"Hey Wally" — hands-free wake word and how it works
When you enable hands-free mode (Settings → Wally → Voice → "Hands-free 'Hey Wally'"), the browser listens for the phrase "Hey Wally" using your device's built-in speech recognition. Saying the phrase opens the Wally modal and starts recording your follow-up question without you touching anything.
How it works:
• The wake-word pass uses the browser's local Web Speech API — it never leaves your device, costs nothing, and works offline.
• Only after you say "Hey Wally" does Turtini start recording the actual question.
• The recorded question is sent to a managed speech-to-text service (Google Cloud STT V2, "long" model) for transcription.

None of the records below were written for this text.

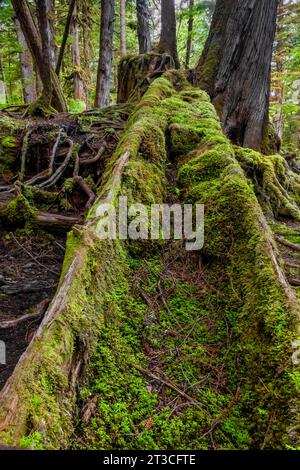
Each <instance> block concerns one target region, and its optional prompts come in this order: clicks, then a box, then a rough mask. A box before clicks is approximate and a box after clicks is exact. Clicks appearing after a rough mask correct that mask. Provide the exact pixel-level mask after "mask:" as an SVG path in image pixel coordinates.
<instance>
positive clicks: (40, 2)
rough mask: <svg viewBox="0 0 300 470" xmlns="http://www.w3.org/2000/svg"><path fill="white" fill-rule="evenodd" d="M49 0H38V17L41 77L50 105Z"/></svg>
mask: <svg viewBox="0 0 300 470" xmlns="http://www.w3.org/2000/svg"><path fill="white" fill-rule="evenodd" d="M47 7H48V1H46V2H45V0H36V8H37V17H38V23H39V30H40V35H41V41H42V67H41V78H42V82H43V97H44V99H45V101H46V103H47V104H49V105H50V103H51V98H52V80H51V67H52V64H51V61H52V58H51V30H50V29H51V28H50V22H49V21H48V17H47V15H48V8H47Z"/></svg>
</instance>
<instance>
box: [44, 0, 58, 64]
mask: <svg viewBox="0 0 300 470" xmlns="http://www.w3.org/2000/svg"><path fill="white" fill-rule="evenodd" d="M45 5H46V18H47V23H48V27H47V33H48V34H49V54H50V64H51V67H52V68H53V70H55V67H56V45H55V29H54V18H55V0H46V1H45Z"/></svg>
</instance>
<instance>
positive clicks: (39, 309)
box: [0, 300, 50, 330]
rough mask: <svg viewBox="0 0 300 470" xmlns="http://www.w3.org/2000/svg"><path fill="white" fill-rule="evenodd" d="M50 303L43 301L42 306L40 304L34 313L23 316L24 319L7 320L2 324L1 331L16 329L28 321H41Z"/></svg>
mask: <svg viewBox="0 0 300 470" xmlns="http://www.w3.org/2000/svg"><path fill="white" fill-rule="evenodd" d="M49 303H50V301H49V300H43V301H42V302H41V303H40V304H38V306H37V309H36V311H35V312H34V313H28V314H26V315H23V316H22V317H19V318H16V319H15V320H6V321H2V322H0V329H1V330H4V329H7V328H14V327H16V326H18V325H20V324H21V323H24V322H25V321H28V320H33V321H37V320H39V319H40V318H41V317H42V316H43V315H44V313H45V311H46V309H47V307H48V305H49Z"/></svg>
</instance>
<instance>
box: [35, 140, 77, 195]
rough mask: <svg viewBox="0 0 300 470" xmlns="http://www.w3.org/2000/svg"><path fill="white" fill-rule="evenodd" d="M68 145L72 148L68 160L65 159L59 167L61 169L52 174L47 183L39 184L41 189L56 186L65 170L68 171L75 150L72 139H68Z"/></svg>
mask: <svg viewBox="0 0 300 470" xmlns="http://www.w3.org/2000/svg"><path fill="white" fill-rule="evenodd" d="M67 143H68V144H69V145H70V148H69V151H68V153H67V156H66V158H65V159H64V161H63V162H62V164H61V165H60V166H59V168H58V169H57V170H56V171H55V172H54V173H53V174H52V176H51V177H50V178H49V179H48V180H47V181H44V182H43V183H41V184H39V187H40V188H51V187H52V186H54V185H55V184H56V183H57V181H58V180H59V179H60V177H61V176H62V175H63V173H64V172H65V170H66V169H67V167H68V164H69V162H70V159H71V156H72V153H73V148H74V143H73V141H72V140H71V139H68V140H67Z"/></svg>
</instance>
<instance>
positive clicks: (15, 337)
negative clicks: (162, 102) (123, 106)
mask: <svg viewBox="0 0 300 470" xmlns="http://www.w3.org/2000/svg"><path fill="white" fill-rule="evenodd" d="M99 114H100V116H99ZM2 116H4V118H3V117H2V119H4V120H8V122H9V123H10V120H11V122H12V123H13V124H12V125H13V126H14V128H15V130H16V129H17V128H18V126H20V129H19V132H18V133H17V136H18V137H15V136H14V137H8V140H7V142H6V144H4V145H3V146H2V149H1V151H2V153H1V162H0V163H2V162H7V161H8V162H9V164H8V165H4V163H2V172H1V174H0V209H1V208H2V217H1V221H0V339H1V340H2V341H4V342H5V345H6V358H7V361H6V365H0V389H1V388H2V387H3V386H4V384H5V382H6V381H7V379H8V377H9V376H10V375H11V373H12V372H13V370H14V368H15V366H16V364H17V363H18V361H19V359H20V357H21V355H22V354H23V352H24V351H25V350H26V348H27V346H28V344H29V343H30V341H31V339H32V337H33V335H34V332H35V331H36V330H37V328H38V326H39V324H40V323H41V321H42V319H43V315H44V313H45V312H46V310H47V307H48V305H49V303H50V301H51V299H52V298H53V296H54V294H55V292H56V289H57V286H58V282H59V279H60V275H61V269H62V265H63V260H64V256H65V245H66V235H67V232H68V231H69V230H70V229H71V228H72V226H73V225H75V223H81V222H83V220H84V218H85V214H86V213H87V211H88V209H89V207H90V205H88V206H87V203H88V201H89V198H92V199H91V200H92V201H93V200H94V191H96V189H97V186H99V185H100V184H101V176H102V172H103V169H104V167H105V162H106V161H107V159H108V158H109V157H110V156H111V153H112V152H113V151H114V149H115V147H116V145H117V143H118V139H119V134H120V131H121V130H122V129H123V127H124V123H125V121H126V118H127V116H128V113H127V111H126V109H125V108H124V107H122V106H121V107H120V112H119V108H118V107H116V108H112V109H111V110H110V112H109V113H104V116H105V117H104V118H102V119H101V112H100V113H99V111H98V112H95V113H93V112H90V113H86V115H81V116H80V117H77V116H74V115H73V116H72V115H67V114H66V115H62V114H61V115H59V116H57V117H53V118H52V119H51V120H49V119H42V118H34V119H26V127H24V124H23V123H24V120H23V119H22V114H21V113H19V112H18V111H17V112H8V113H2ZM4 122H5V123H6V121H4ZM16 123H17V124H16ZM109 126H111V127H109ZM4 130H5V125H4ZM14 134H15V132H14ZM5 137H7V136H5ZM5 137H4V139H5ZM72 147H73V148H75V149H77V151H76V152H74V154H73V155H70V153H69V150H70V148H72ZM7 154H9V157H10V156H11V155H12V156H13V158H8V155H7ZM75 154H77V157H76V156H75ZM68 156H69V157H70V158H69V160H70V161H68V167H66V168H63V167H64V162H65V161H66V160H67V158H68ZM76 158H77V159H78V162H79V163H76V160H75V159H76ZM51 160H53V165H52V168H51V171H49V169H50V165H51ZM72 160H73V164H72ZM89 160H90V161H89ZM22 161H24V174H22V176H21V167H22ZM70 163H71V164H70ZM80 164H82V168H80ZM76 165H77V166H78V168H77V169H76V172H77V173H78V176H79V177H80V176H81V175H82V176H81V177H82V181H84V182H85V187H82V186H81V185H80V184H78V185H76V184H75V183H74V179H75V178H76V176H77V174H76V175H75V176H74V172H75V167H76ZM60 170H61V174H60V173H59V172H60ZM47 172H48V174H47ZM53 175H54V176H55V175H57V178H55V180H53V181H54V184H49V186H47V187H45V189H43V185H44V184H45V182H47V180H48V182H50V183H51V177H53ZM37 177H38V178H37ZM66 182H67V183H66ZM68 184H69V187H68ZM21 188H22V189H21ZM21 191H23V193H25V194H26V196H27V197H28V200H29V201H30V202H33V203H34V205H35V208H37V209H39V210H40V212H39V213H38V215H39V217H38V220H35V221H34V220H31V219H33V218H34V216H35V214H33V213H31V212H30V208H29V207H28V206H27V205H26V203H25V204H24V201H23V200H22V199H21V200H20V202H19V205H17V206H15V207H10V206H9V202H10V201H12V200H13V199H14V198H15V197H17V196H18V194H21ZM90 204H91V203H90Z"/></svg>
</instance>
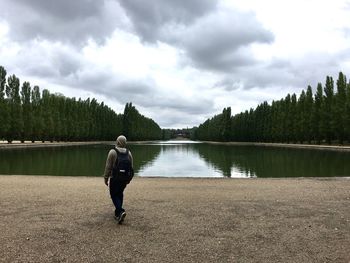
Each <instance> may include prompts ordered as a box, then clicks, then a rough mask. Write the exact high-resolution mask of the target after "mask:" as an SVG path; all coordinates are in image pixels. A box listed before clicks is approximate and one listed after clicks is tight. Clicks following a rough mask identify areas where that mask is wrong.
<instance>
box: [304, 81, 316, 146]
mask: <svg viewBox="0 0 350 263" xmlns="http://www.w3.org/2000/svg"><path fill="white" fill-rule="evenodd" d="M313 111H314V99H313V94H312V88H311V86H308V87H307V90H306V98H305V109H304V120H305V124H304V125H305V128H304V131H305V139H306V140H307V141H308V143H309V144H311V141H313V140H314V134H315V133H314V130H313V126H312V115H313Z"/></svg>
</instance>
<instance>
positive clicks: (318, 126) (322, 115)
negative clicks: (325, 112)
mask: <svg viewBox="0 0 350 263" xmlns="http://www.w3.org/2000/svg"><path fill="white" fill-rule="evenodd" d="M323 104H324V103H323V88H322V84H321V83H318V84H317V91H316V93H315V103H314V111H313V118H312V127H313V128H312V130H313V132H314V135H315V140H316V143H317V144H320V143H321V141H322V139H323V138H324V126H323V123H324V122H323V114H324V109H323Z"/></svg>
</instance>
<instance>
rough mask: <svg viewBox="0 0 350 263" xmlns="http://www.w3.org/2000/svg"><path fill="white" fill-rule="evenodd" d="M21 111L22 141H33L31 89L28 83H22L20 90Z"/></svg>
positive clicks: (29, 85)
mask: <svg viewBox="0 0 350 263" xmlns="http://www.w3.org/2000/svg"><path fill="white" fill-rule="evenodd" d="M21 100H22V110H23V133H22V141H24V140H25V139H27V140H28V139H31V140H33V114H32V104H31V87H30V83H29V82H26V81H25V82H24V83H23V85H22V90H21Z"/></svg>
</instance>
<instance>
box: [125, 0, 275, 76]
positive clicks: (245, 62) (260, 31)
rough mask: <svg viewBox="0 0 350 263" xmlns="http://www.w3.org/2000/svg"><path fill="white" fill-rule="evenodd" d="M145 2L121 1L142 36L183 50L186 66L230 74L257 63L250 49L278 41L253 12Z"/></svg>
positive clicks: (196, 1) (196, 2)
mask: <svg viewBox="0 0 350 263" xmlns="http://www.w3.org/2000/svg"><path fill="white" fill-rule="evenodd" d="M141 2H142V1H141V0H133V1H128V0H122V1H121V4H122V6H123V7H124V9H125V10H126V13H127V14H128V15H129V18H130V19H131V21H132V24H133V26H134V28H135V30H136V32H137V33H138V34H139V36H140V37H141V38H142V39H143V40H144V41H147V42H150V43H155V42H156V41H162V42H166V43H168V44H171V45H174V46H176V47H178V48H180V49H182V50H183V51H184V55H185V56H184V59H183V61H184V62H185V64H190V65H192V66H194V67H197V68H201V69H207V70H211V71H221V72H229V71H232V70H234V69H235V68H237V67H240V66H245V65H251V64H254V63H255V60H254V58H253V56H252V54H251V53H250V51H249V46H250V45H251V44H253V43H271V42H272V41H273V40H274V36H273V34H272V33H271V32H269V31H267V30H266V29H264V28H263V27H262V25H261V24H260V23H259V22H258V21H257V19H256V17H255V15H254V14H253V13H242V12H238V11H236V10H221V9H220V8H219V7H217V3H216V1H180V2H179V1H170V0H169V1H161V0H158V1H152V2H151V4H149V5H144V4H142V3H141ZM180 3H181V4H180ZM185 3H186V4H185Z"/></svg>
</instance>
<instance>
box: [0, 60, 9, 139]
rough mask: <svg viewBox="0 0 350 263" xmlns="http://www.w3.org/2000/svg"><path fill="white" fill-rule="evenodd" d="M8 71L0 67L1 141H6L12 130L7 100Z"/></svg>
mask: <svg viewBox="0 0 350 263" xmlns="http://www.w3.org/2000/svg"><path fill="white" fill-rule="evenodd" d="M6 74H7V72H6V70H5V68H4V67H2V66H0V139H4V138H5V137H6V136H7V134H8V130H9V129H10V119H9V109H8V102H7V99H6V98H5V87H6Z"/></svg>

That call is metered and rolls into your org's monthly platform usage at our standard +15% pass-through.
Privacy:
• Your microphone indicator (the dot at the top of macOS / iOS, or in the Chrome address bar) lights up only while the browser is actively listening.
• When you close the modal, listening stops and the indicator turns off.
• If you stop hands-free mode, no further audio is captured by anyone — local or remote.
Battery and CPU:
• Hands-free mode is light on local resources (the browser does this efficiently for accessibility users), but it's not zero. On a laptop you'll notice it for a few percent CPU when actively listening.
• On phones, we recommend turning it on only when you're actually working in the app.
Browser support: works in Chrome, Edge, and Safari (recent versions). Firefox does not yet expose the wake-word API; in Firefox you'll see the "press to speak" mic button instead.